Iran’s Quds Force should stay on US ‘terrorist’ list: Top general
General Mark Milley tells lawmakers it is his ‘personal opinion’ that the IRGC’s Quds Force should not be delisted.
The United States’ top general has said he does not support removing Iran’s elite Quds Force from Washington’s list of “foreign terrorist organizations”, an apparent key demand from Tehran to revive the multilateral nuclear deal.
Speaking to the Senate Armed Services Committee on Thursday, Mark Milley said it was his “personal opinion” that the Quds Force, a branch of the Islamic Revolutionary Guard Corps (IRGC), should not be delisted.
“I believe the IRGC Quds Force to be a terrorist organisation and I do not support them being delisted,” said Milley, who serves as chairman of the Joint Chiefs of Staff of the US military.

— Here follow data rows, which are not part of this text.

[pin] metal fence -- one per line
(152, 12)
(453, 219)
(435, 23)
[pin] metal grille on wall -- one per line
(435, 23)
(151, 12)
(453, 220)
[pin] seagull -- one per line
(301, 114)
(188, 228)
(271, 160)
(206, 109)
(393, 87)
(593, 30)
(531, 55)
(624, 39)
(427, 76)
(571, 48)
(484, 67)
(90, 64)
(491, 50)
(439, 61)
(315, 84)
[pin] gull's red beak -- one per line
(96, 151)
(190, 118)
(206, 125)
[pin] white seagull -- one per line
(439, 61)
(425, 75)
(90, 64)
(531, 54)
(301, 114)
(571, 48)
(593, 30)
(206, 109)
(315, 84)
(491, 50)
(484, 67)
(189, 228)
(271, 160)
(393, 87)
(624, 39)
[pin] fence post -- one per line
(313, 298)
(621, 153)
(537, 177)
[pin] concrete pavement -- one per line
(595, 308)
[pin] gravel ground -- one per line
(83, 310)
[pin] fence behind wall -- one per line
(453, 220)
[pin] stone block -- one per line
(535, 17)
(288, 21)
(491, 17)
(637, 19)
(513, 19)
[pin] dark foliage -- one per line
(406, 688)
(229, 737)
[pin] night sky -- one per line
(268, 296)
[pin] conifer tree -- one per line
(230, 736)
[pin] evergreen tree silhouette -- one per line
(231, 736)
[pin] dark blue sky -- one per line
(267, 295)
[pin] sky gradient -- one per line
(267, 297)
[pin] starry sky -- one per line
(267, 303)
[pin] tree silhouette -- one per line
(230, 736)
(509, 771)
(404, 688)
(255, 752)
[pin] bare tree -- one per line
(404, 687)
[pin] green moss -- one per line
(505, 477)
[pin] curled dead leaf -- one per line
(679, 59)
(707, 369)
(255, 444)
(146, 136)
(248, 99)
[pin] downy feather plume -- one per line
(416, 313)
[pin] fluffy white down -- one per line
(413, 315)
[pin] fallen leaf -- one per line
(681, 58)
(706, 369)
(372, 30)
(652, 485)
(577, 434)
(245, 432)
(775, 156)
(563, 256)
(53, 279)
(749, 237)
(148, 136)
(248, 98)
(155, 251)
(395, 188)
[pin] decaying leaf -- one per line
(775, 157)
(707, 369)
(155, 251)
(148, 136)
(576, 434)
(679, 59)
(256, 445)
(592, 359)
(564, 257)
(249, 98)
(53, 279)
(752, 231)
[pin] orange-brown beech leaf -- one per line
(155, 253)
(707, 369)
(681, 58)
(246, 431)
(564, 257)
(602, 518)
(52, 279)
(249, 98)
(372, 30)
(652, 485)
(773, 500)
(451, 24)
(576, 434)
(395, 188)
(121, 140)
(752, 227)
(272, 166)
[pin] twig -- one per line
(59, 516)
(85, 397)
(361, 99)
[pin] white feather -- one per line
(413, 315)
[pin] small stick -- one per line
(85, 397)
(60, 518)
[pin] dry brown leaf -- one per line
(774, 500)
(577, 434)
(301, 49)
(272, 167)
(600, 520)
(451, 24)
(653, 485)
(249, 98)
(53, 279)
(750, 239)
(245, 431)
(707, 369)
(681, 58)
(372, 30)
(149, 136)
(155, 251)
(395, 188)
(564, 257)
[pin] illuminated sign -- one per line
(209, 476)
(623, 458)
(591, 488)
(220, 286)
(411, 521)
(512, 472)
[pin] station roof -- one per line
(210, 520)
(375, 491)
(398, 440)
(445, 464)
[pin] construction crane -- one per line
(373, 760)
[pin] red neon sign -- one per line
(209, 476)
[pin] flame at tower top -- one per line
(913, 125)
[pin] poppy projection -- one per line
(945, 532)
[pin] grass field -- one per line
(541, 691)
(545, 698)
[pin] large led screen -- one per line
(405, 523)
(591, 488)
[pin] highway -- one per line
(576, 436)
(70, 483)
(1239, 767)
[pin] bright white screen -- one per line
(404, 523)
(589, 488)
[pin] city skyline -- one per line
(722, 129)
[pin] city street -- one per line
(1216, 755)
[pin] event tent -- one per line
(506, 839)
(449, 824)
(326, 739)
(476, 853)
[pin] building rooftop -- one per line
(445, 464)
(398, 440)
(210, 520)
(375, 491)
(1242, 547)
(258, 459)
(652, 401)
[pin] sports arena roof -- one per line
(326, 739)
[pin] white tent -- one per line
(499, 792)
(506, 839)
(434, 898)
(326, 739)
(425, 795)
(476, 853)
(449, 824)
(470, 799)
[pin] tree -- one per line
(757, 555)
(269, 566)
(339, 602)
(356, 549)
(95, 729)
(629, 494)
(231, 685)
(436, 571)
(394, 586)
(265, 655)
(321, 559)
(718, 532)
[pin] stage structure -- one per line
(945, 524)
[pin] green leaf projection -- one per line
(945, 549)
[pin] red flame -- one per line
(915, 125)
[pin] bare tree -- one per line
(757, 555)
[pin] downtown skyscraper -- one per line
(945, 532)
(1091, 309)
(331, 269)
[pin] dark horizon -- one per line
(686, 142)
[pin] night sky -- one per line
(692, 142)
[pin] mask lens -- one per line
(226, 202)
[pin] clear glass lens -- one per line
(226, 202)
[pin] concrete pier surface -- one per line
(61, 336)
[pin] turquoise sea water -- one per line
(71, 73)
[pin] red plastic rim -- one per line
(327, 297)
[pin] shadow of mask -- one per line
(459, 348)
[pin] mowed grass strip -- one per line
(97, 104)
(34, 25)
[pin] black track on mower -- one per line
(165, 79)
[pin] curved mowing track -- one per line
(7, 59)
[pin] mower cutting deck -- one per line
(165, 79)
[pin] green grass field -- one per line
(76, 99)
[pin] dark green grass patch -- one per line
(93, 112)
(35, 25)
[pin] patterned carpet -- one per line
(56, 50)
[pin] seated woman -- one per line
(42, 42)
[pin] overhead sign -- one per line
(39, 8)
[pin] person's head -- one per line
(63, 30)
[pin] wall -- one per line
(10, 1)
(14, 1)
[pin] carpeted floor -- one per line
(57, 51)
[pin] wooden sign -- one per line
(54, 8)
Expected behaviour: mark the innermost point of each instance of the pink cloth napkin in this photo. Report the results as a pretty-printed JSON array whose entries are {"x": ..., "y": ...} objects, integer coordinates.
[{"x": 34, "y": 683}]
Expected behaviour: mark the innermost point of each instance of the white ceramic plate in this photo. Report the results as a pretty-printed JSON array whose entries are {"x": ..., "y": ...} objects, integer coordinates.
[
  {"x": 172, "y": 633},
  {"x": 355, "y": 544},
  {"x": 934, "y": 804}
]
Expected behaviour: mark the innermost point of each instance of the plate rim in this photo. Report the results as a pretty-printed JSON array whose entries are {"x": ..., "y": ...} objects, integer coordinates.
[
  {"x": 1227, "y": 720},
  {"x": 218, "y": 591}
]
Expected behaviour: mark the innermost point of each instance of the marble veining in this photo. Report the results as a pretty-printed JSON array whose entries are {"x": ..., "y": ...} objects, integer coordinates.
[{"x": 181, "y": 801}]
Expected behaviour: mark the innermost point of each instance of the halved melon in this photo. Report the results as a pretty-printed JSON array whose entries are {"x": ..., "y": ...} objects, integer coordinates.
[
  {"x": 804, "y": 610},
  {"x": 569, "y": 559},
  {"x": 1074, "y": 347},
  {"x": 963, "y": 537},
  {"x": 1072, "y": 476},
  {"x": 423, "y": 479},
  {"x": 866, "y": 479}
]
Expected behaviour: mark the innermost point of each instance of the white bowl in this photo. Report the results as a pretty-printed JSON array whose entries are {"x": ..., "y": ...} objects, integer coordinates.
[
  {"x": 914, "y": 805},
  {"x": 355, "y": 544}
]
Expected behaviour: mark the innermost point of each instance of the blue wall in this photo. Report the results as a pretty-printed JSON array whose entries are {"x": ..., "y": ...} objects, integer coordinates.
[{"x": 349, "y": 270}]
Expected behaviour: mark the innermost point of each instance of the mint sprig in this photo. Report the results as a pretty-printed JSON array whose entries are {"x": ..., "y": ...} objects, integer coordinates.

Secretary of Defense Lloyd Austin had refused to answer the same question moments earlier. “Respectfully, I won’t comment on negotiations that are ongoing and speculate on what my advice to the president is going to be,” he told lawmakers.
US President Joe Biden has made reviving the 2015 nuclear deal, which saw Iran scale back its nuclear programme in exchange for lifting sanctions against its economy, a top foreign policy priority for his administration.
The decision to blacklist or delist groups falls within the purview of the Department of State, which ultimately answers to the president.
As such, Milley’s comments do not necessarily reflect the stance of the Biden administration, but they may fuel Republican opposition to possible concessions that the US may offer Iran to secure a deal.
European, Iranian and US officials have been saying for weeks that an agreement is within sight – but the IRGC issue appears to be the final hurdle.
Former US President Donald Trump in 2018 had nixed the deal and unleashed a “maximum pressure” campaign of sanctions against Iran. In turn, Iran has been loosening its commitments to the agreement and advancing its nuclear programme.
Amid growing regional tensions, Trump’s administration also blacklisted the IRGC as a “terrorist” group in 2019 – the first such designation against a branch of a foreign country’s military. Then, in early 2020, a US air raid in Baghdad killed Iranian General Qassem Soleimani, the head of the Quds Force.
Top aides to Biden have said they still view the IRGC as a “terrorist” organisation but have not ruled out delisting the group, arguing that even if removed from the list, the Revolutionary Guards would still be under a slew of US sanctions.
US and Iranian officials have held several rounds of indirect talks in the Austrian capital Vienna since April of last year to revive the nuclear deal, the last of which ended last month.
But amid the apparent IRGC impasse, US Secretary of State Antony Blinken expressed scepticism about the prospect of reviving the pact this week.
“I would say simply that I’m not overly optimistic at the prospects of actually getting an agreement to conclusion,” Blinken told MSNBC on Wednesday, April 6. “I continue to believe it would be in the best interests of our country if we can get back into compliance with the deal, if Iran will do the same. We’re not there.”
Meanwhile, Iranian Foreign Minister Hossein Amirabdollahian has repeatedly denounced “excessive demands” by Washington that he says are stalling the talks.
Ryan Costello, policy director at the National Iranian American Council (NIAC), a Washington, DC-based group in favour of restoring the deal, said last month that delisting the IRGC would be symbolic – with US sanctions on the group and its leaders remaining in place.
Still, he said it may generate significant political backlash for Biden in the US. “It would be a real shame to come this far and expend this much energy on reconstituting a very good deal just to have it fall apart over this relatively symbolic designation,” Costello told Al Jazeera.